The price of shares sold privately would make the site worth $33.7bn – more than most NASDAQ companies.

PRIVATE INVESTORS have been selling shares in Facebook for $76 each, according to reports today – which would value the company at an astonishing €26.6bn, before the company even considers floating itself on a stock exchange.

The Financial Times today reports that shares in the company, being traded privately because the social networking site has not been floated, were fetching remarkable per-share prices on so-called ‘secondary markets’.

There is a slight premium to such shares, however, because of the fact that private limited companies are limited by law to having a maximum of 500 shareholders.

Even still, if the company was to be floated with shares valued at $76 (€59.88), the company would instantly be worth a remarkable $33.7bn – or about €26.6bn.

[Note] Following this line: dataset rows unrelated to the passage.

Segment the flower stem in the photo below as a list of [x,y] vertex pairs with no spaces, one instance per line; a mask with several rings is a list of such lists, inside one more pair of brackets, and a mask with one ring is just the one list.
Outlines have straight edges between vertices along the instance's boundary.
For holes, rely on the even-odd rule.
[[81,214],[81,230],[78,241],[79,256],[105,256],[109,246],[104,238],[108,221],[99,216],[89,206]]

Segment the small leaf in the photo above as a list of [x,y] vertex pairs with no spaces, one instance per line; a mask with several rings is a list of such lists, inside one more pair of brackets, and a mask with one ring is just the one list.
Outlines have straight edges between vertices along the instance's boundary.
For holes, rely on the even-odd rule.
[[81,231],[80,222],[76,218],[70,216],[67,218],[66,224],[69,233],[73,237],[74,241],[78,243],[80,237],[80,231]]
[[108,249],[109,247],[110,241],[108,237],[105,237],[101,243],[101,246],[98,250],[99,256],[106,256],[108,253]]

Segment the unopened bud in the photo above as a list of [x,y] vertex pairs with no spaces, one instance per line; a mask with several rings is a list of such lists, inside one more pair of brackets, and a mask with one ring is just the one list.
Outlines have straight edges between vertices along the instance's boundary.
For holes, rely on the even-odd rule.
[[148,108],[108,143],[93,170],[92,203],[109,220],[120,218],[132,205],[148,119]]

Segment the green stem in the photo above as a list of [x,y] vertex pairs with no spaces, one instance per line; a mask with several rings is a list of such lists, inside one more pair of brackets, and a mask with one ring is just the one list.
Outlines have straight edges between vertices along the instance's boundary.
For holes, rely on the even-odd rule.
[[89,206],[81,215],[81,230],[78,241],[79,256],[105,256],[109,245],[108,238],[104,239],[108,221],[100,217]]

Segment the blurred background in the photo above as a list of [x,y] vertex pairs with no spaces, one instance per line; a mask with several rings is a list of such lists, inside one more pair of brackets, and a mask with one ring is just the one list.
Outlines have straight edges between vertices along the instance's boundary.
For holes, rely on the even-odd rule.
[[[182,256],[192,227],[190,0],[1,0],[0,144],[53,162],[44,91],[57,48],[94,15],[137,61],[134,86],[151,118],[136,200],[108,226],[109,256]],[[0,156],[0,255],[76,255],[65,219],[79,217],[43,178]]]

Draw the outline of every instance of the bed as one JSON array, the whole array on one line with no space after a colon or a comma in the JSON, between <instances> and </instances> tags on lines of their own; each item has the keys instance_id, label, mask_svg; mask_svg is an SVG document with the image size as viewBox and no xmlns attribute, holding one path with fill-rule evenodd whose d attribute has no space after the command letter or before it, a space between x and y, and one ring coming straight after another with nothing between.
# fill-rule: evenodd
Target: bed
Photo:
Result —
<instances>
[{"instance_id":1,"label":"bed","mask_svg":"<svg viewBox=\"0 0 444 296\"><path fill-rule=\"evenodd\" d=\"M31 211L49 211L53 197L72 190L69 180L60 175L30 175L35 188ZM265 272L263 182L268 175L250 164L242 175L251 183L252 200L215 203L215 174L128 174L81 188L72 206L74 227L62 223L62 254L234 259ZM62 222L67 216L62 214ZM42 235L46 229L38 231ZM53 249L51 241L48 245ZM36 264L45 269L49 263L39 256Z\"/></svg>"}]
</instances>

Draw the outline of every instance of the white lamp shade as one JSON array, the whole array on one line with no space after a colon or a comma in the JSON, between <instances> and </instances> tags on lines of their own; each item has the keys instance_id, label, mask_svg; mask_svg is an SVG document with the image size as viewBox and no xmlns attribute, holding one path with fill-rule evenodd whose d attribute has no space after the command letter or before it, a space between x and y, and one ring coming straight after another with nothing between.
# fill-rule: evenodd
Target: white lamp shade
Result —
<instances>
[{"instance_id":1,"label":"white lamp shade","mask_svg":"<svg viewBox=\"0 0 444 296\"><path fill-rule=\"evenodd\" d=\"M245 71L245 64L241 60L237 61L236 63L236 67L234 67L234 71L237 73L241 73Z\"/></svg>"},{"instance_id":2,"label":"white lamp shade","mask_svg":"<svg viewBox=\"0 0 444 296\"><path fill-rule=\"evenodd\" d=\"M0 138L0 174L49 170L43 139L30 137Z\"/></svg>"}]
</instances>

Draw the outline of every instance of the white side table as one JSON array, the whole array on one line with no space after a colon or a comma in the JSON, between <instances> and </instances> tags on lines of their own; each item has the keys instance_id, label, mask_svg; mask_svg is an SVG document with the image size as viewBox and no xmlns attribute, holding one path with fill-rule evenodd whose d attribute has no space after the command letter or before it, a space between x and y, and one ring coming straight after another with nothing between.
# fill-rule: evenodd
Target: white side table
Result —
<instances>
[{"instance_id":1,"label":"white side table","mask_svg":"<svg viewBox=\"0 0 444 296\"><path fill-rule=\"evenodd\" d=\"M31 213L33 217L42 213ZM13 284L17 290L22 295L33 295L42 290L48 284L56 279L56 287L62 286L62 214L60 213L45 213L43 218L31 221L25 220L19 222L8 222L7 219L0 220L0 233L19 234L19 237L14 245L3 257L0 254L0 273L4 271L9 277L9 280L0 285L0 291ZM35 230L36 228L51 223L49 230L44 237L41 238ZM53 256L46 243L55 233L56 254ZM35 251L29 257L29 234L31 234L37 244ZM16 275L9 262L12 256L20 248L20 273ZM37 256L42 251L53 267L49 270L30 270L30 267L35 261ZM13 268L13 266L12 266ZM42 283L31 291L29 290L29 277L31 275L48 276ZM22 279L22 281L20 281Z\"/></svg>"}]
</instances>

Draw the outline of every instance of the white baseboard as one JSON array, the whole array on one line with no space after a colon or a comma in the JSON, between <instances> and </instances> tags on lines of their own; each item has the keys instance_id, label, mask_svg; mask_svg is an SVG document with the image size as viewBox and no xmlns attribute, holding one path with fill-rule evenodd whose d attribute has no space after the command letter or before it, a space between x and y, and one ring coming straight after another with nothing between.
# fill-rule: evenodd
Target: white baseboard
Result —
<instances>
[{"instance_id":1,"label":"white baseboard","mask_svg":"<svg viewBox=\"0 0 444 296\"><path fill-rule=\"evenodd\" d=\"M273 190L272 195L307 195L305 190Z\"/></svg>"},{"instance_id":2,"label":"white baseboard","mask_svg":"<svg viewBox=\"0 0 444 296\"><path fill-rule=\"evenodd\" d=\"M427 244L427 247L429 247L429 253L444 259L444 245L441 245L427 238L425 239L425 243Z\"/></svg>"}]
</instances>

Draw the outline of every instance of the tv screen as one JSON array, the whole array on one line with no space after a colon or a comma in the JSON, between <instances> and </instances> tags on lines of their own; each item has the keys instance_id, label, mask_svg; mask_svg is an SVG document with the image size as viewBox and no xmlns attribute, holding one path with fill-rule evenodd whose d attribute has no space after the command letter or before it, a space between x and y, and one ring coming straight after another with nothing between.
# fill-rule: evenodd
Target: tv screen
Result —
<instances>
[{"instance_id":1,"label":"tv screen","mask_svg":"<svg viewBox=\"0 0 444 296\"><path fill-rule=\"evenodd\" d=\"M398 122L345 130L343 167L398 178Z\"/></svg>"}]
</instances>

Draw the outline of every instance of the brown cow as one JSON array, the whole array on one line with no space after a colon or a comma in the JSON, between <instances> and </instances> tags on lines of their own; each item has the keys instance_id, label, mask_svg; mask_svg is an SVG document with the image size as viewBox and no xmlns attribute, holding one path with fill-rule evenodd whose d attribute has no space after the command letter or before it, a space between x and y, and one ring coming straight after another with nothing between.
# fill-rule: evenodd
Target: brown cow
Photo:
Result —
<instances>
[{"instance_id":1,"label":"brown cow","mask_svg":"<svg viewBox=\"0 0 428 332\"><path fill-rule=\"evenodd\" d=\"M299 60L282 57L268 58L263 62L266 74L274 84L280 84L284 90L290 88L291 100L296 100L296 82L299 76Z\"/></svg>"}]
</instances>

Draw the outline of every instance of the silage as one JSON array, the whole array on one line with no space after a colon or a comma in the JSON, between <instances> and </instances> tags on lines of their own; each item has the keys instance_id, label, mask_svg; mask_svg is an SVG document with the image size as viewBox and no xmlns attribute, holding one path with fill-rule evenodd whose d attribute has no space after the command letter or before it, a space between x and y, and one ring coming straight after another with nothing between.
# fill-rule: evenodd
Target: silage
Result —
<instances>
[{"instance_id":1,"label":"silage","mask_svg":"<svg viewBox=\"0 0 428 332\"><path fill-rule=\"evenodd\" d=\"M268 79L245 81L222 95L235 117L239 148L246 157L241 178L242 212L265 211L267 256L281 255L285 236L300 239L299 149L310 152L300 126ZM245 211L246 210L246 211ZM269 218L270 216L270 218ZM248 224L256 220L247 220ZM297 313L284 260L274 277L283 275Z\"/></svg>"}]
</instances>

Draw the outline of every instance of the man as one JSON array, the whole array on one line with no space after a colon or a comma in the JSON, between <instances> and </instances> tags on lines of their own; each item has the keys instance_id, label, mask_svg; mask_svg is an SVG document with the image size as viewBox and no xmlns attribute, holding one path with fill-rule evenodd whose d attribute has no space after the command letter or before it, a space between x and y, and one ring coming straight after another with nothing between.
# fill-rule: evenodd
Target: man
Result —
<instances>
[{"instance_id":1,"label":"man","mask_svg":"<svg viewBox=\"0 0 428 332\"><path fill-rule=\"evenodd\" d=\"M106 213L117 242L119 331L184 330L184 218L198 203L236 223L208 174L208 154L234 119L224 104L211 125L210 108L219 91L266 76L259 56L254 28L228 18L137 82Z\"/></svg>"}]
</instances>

By comparison, Yahoo! is worth about $18bn on today’s values, while Microsoft and Google – businesses with far more wide-reaching and diverse – are worth $208bn and $143bn each. Apple is worth $219bn.

Google, when floated, had a value of $1.67bn.

Facebook’s $33.7bn valuation would make its founder Mark Zuckerberg (26) between $6.7bn and $10.11bn, depending on how much of the business he retains ownership of, with varying reports saying he owns 20% to 30% of Facebook.

Facebook said two weeks ago it was likely to postpone its Initial Public Offering – entering a public stock exchange – until early 2012. Some of its senior employees are remunerated in shares, however, and are welcome to sell them on private secondary markets.